I welcome the Minister. The Bill puts in place the required legislation to establish the agriculture appeals review panel, which is good. I have a few comments. From farmers who have been in touch with or come before the committee, we know they are very anxious to see farm representation on this 12-person appeals board. That is a message that has come loud and clear to us all, so the Minister might bear it in mind. Clearly, people will need to have the benefit of experience and practical knowledge of agriculture. That would be a great boost and would send out a very clear message that we are listening to the stakeholders. That is one point.

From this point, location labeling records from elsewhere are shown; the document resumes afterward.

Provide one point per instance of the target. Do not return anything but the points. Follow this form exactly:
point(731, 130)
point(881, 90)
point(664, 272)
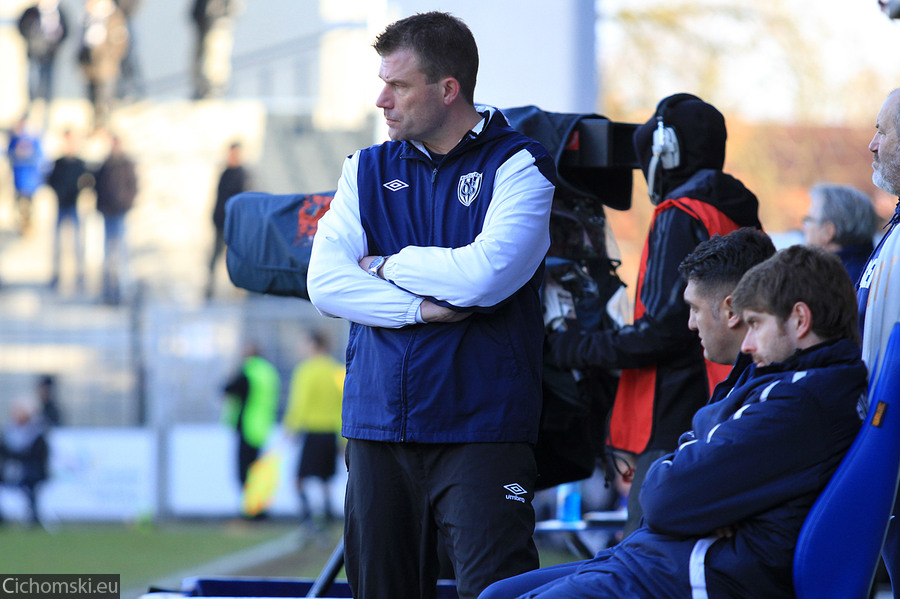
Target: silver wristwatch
point(375, 264)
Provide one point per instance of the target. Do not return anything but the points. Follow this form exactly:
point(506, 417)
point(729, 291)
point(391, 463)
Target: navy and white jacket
point(469, 232)
point(756, 460)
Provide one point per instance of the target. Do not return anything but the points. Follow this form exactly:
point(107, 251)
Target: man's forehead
point(889, 108)
point(400, 64)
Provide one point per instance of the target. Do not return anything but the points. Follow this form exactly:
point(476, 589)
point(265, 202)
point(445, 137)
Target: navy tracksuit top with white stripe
point(477, 380)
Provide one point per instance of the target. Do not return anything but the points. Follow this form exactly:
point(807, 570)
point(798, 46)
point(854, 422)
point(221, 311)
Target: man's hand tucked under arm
point(365, 261)
point(431, 312)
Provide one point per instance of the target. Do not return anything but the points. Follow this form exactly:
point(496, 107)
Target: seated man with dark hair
point(723, 512)
point(711, 272)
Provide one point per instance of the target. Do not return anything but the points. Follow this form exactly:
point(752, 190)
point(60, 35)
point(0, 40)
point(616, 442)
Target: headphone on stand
point(665, 153)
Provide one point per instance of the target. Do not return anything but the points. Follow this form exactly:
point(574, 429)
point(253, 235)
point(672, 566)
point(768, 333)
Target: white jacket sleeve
point(503, 257)
point(337, 286)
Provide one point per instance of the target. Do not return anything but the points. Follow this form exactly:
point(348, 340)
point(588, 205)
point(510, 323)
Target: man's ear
point(830, 230)
point(801, 320)
point(450, 89)
point(732, 318)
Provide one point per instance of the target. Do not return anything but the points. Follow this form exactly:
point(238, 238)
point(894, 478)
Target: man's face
point(715, 323)
point(885, 147)
point(413, 108)
point(767, 340)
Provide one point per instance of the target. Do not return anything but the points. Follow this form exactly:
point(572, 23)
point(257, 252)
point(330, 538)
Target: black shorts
point(318, 453)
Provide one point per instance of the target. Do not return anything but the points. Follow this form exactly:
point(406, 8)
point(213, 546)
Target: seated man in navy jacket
point(723, 512)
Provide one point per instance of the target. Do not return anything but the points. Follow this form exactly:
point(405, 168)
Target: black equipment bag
point(269, 239)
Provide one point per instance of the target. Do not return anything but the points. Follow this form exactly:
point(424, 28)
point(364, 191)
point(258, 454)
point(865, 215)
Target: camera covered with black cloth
point(595, 161)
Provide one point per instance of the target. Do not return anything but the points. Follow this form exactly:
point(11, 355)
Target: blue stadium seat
point(839, 546)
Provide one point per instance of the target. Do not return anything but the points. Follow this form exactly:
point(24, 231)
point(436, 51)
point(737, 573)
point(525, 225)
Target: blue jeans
point(115, 257)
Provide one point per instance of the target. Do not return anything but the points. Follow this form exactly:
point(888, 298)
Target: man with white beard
point(878, 294)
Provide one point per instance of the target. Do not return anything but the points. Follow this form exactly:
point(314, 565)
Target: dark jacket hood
point(701, 133)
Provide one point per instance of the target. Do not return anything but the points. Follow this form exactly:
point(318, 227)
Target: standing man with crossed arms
point(433, 248)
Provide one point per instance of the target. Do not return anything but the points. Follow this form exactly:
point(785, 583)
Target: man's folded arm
point(501, 259)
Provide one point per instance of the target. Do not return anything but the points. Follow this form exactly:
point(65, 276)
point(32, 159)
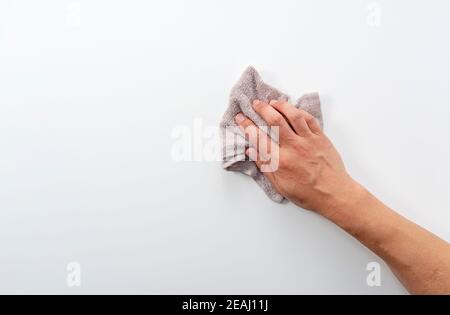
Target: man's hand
point(309, 171)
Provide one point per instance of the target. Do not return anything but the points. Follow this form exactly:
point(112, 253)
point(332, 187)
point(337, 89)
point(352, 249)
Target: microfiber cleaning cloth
point(251, 87)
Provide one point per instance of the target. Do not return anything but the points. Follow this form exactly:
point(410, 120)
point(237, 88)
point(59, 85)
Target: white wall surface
point(91, 90)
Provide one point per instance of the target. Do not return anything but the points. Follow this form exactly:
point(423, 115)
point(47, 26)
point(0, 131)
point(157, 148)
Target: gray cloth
point(250, 87)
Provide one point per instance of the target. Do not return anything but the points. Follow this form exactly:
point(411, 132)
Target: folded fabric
point(249, 88)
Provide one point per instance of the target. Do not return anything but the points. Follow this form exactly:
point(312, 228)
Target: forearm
point(419, 259)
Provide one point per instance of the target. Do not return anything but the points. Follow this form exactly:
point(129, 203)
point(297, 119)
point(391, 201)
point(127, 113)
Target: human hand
point(308, 169)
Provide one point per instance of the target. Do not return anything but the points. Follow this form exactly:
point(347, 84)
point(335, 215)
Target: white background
point(90, 92)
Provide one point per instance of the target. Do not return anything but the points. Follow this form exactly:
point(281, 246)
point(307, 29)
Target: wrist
point(348, 197)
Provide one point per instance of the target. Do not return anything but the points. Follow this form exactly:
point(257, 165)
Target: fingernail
point(256, 103)
point(239, 118)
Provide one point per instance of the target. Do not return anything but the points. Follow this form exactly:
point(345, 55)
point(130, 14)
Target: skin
point(310, 172)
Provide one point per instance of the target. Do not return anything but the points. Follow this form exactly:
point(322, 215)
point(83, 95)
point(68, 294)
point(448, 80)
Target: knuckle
point(276, 120)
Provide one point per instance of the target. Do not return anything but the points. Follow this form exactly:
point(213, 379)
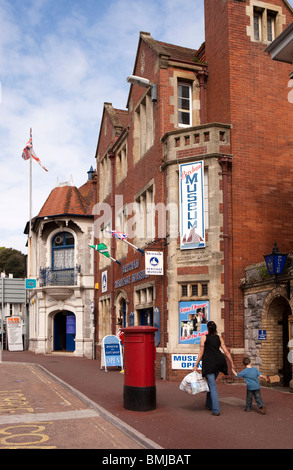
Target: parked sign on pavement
point(111, 355)
point(14, 333)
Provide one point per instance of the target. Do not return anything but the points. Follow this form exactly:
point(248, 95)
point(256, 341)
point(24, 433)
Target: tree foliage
point(12, 262)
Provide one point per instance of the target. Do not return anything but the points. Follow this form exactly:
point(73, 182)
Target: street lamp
point(144, 82)
point(275, 262)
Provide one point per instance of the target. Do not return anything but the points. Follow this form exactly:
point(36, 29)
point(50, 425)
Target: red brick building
point(198, 168)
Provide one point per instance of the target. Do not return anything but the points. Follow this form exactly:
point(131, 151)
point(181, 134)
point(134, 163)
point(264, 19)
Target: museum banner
point(191, 202)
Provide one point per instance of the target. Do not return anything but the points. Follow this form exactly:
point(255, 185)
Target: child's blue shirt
point(250, 375)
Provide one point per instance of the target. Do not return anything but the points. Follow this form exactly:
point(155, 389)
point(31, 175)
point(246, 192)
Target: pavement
point(71, 403)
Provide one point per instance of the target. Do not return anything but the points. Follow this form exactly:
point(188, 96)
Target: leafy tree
point(12, 262)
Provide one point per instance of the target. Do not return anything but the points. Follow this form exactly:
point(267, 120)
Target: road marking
point(30, 418)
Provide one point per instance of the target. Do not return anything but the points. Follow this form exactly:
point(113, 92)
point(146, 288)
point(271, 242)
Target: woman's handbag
point(194, 383)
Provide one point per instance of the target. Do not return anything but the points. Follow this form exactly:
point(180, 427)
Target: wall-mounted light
point(144, 82)
point(275, 262)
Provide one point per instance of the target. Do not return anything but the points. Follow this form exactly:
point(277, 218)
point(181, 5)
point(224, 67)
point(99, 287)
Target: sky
point(60, 61)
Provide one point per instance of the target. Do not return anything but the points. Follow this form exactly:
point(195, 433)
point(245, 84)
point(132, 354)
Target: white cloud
point(60, 60)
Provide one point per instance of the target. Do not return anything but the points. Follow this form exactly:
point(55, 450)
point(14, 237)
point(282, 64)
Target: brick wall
point(247, 89)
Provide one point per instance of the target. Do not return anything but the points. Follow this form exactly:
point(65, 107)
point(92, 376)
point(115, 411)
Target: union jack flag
point(117, 234)
point(28, 152)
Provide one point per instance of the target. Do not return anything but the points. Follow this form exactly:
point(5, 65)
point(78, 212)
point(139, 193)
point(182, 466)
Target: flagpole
point(30, 211)
point(135, 247)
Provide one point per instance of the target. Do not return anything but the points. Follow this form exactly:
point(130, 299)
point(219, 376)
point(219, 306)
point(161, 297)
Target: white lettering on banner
point(191, 200)
point(184, 361)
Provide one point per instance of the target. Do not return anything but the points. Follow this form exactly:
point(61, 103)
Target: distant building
point(62, 262)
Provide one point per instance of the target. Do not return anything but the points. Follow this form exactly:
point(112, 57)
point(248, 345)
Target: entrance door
point(64, 331)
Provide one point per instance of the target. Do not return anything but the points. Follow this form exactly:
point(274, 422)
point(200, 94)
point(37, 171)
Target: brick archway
point(274, 350)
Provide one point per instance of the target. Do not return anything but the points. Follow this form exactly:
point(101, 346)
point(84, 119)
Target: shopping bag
point(194, 383)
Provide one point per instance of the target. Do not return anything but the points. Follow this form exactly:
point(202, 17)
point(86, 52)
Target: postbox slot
point(134, 339)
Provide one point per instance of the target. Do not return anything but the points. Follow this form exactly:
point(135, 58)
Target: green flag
point(102, 248)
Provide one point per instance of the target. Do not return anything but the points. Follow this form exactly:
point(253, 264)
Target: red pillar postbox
point(139, 392)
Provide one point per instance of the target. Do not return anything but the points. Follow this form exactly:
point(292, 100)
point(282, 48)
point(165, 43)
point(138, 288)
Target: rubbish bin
point(139, 392)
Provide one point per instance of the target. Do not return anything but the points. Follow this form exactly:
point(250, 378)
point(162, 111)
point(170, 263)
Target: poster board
point(111, 353)
point(14, 333)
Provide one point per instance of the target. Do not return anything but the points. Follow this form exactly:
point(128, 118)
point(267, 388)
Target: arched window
point(63, 251)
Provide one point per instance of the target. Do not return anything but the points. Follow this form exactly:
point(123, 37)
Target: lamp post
point(275, 262)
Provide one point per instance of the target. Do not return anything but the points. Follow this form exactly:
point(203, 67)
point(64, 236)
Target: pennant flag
point(102, 248)
point(117, 234)
point(28, 152)
point(122, 236)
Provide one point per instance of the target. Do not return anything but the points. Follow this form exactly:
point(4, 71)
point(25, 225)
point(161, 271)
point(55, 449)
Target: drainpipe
point(225, 163)
point(112, 160)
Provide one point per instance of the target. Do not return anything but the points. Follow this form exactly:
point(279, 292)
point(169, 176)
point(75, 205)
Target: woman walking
point(213, 362)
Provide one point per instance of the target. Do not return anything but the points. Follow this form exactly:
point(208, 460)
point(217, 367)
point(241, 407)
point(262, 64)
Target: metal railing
point(58, 277)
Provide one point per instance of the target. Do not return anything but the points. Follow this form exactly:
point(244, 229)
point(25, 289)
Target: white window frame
point(189, 111)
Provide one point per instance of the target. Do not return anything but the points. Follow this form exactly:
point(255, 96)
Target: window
point(63, 251)
point(121, 164)
point(265, 23)
point(195, 289)
point(143, 128)
point(184, 104)
point(270, 26)
point(257, 25)
point(145, 214)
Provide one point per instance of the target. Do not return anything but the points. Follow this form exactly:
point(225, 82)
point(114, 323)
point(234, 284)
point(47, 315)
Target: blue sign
point(30, 283)
point(262, 334)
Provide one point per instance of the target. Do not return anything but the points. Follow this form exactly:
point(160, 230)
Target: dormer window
point(63, 251)
point(184, 104)
point(265, 23)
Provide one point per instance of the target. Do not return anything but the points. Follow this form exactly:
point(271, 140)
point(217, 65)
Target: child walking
point(251, 375)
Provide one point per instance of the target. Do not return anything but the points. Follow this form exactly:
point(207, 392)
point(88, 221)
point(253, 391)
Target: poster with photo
point(193, 318)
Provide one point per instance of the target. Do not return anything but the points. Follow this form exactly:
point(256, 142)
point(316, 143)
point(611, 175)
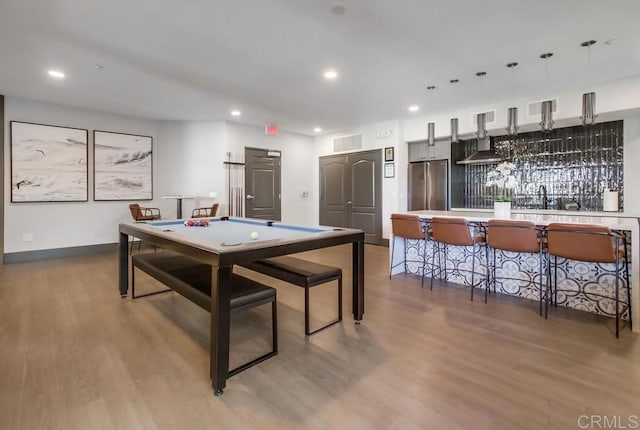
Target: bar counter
point(517, 274)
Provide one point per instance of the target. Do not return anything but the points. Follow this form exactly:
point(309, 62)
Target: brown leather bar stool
point(458, 232)
point(516, 236)
point(412, 228)
point(593, 244)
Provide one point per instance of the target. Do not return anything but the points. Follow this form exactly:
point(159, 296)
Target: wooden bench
point(192, 279)
point(303, 273)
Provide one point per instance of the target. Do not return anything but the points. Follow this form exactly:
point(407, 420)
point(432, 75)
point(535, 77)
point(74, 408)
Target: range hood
point(484, 155)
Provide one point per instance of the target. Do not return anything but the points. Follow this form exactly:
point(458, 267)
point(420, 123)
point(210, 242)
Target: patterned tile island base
point(585, 286)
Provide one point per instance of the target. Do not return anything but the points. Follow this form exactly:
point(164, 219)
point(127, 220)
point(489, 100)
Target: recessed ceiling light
point(56, 74)
point(338, 8)
point(331, 74)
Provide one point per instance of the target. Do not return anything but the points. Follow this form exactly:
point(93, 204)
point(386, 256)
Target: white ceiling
point(198, 59)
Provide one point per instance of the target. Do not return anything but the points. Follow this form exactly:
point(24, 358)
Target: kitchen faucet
point(542, 194)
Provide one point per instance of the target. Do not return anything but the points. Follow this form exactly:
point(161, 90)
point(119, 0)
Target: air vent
point(489, 117)
point(535, 108)
point(347, 143)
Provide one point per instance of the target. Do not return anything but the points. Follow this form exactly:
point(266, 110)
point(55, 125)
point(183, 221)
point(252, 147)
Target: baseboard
point(48, 254)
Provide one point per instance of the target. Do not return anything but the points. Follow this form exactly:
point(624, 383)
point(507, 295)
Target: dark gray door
point(333, 193)
point(262, 183)
point(351, 192)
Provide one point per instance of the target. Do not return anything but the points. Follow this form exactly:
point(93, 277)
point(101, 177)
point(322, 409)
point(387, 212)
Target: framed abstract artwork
point(48, 163)
point(122, 166)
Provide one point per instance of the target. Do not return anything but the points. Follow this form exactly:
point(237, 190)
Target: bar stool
point(458, 232)
point(408, 227)
point(516, 236)
point(589, 243)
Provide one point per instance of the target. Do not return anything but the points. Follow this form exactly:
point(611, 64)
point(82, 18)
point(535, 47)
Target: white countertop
point(613, 220)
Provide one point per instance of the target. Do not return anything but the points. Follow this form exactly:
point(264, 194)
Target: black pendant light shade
point(482, 128)
point(431, 133)
point(512, 121)
point(588, 108)
point(547, 115)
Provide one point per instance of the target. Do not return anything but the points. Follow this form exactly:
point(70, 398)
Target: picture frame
point(122, 166)
point(389, 170)
point(48, 163)
point(388, 154)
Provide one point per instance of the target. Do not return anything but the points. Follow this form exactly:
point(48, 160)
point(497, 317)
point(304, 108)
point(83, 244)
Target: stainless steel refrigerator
point(429, 185)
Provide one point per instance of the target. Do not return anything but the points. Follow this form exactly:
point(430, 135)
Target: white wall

I welcome the review appeals timelines, which are also important. The Chair touched on another issue. A word we are hearing is “simplification”, which is now the buzzword in agriculture, from what I can pick up. Do we need to simplify this? Absolutely. When we are explaining, we are losing, so we need to keep it simple. If it means an appendix to the Bill, so be it, but we need to be very clear in how we are explaining it. Many problems can be avoided if we have clarity, whether that is clarity of purpose, function or thought process. That is very important. We need to simplify this and use the simplest language.

We need to set out the appeals process. To take the case of the independent planning appeals board, people cannot overturn the ultimate decision of the appeals board but they can judicially review it if the process has erred or strayed. We need to cover that off. Sometimes it is not necessarily the outcome and although many people are not happy with the outcome, they can do nothing about that, which is fair enough and that is what an appeals process is. Nonetheless, it is important that we clearly set down what redress or relief people can have if the process has erred. I am sure the Minister understands what I am saying. There is an issue.

The Minister made a point that is key to the success of this legislation. It has to be independent, accessible, fair, efficient and timely.

The Minister made those points in his opening statement. It is part of the messaging about clarity.

Turning to the issue of agriculture, are there any other opportunities for amendments? The Minister highlighted one relating to the 70-year-old age limit. Is that the only one he deemed necessary? Are there no other opportunities? I acknowledge he does not want to confuse the issues here. That is one aspect he wants to tag onto the Bill and he has explained the rationale of that.

I am generally supportive of the Bill. The key message is simplification, clarity, explaining the processes clearly and bringing on board representatives of the sector because that will be critical for the buy-in and the success of the appeals process. I wish the Minister and his officials well in regard to the Bill.